Dalam etimologi bahasa, memakmurkan dari bahasa Arab, al imaarah, bermakna memelihara dan memperbaiki. Memakmurkan masjid menurut syariat, mencakup memakmurkan fisik dengan memperbaiki bangunan, memperindah arsitektur, membersihkan, dan memberikan pelayanan untuk masjid; Memakmurkan masjid non-fisik, menghidupkan berbagai ibadah seperti shalat, dzikir, kajian ilmu agama, membaca Al qur’an, berdakwah, dan lainnya. Syaikh Abdurrahman As Sa’di memaknai memakmurkan masjid membersihkan masjid dari najis, yang menyakiti seseorang, menjaga dari orang gila dan kafir, serta memperbanyak dzikrullah.
Masjid Al-Jabbar wajib dimakmurkan, bukan hanya diviralkan. Bahkan, dana memakmurkan sejatinya lebih besar ketimbang memviralkan melalui konten di media sosial. Memakmurkan dalam konteks jangka pendek di antara terus membludaknya pengunjung, lebih fokus menjaga kesucian masjid sebagai tempat beribadah, sehingga euphoria pengunjung yang cenderung berwisata ria harus dilayani dengan baik dalam bingkai wisata Islami. Lingkungan Masjid Al-Jabbar harus berbasis wisata syariah yang menggembirakan dan membahagiakan pengunjung, pedagang, dan masyarakat setempat, tetapi bernilai ibadah.

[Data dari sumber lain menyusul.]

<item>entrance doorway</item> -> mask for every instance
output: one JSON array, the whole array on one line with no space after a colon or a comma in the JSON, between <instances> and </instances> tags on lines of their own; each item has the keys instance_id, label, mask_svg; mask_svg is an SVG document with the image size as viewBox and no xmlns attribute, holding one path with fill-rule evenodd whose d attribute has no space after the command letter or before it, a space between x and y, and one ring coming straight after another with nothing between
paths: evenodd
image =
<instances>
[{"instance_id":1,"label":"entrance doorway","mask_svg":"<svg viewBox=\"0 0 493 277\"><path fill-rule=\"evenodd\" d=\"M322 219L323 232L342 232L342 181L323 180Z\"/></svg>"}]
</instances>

Harus digagas desain wisata ibadah yang tidak lekang oleh waktu dan tidak habis oleh zaman, tidak cepat menjemukan. Arsitektur Al-Jabbar indah luar biasa, tetapi sampai kapan keindahan itu bertahan. Masjid terapung memang langka, tetapi kelangkaan hanya aneh pada awal saja. Ada perumahan elit dan GBLA untuk olahraga, tetapi itu pun hanya bumbu kekaguman yang cenderung tidak bertahan lama.
Banyak kisah masjid megah, indah, dan mengagumkan, tetapi akhirnya hanya penuh Jum’at atau Lebaran saja. Banyak juga kisah masjid yang tetap ramai pengunjung sepanjang masa karena karomah ulama jumhur, sejarah perjuangan umat, berada di pesantren besar, aktivitas komprehensif kajian keagamaan atau letaknya di jantung kota. Masjid-masjid tersebut tidak pernah sepi jamaah karena kecintaan terhadap ulama, ikatan batin terhadap sejarah, santri dan cendekiawan yang haus ilmu, dan penduduk yang padat Islami. ***
Mahi M. Hikmat, Dosen UIN Sunan Gunung Djati, Pengurus ISKI, IPHI, dan ICMI Jawa Barat.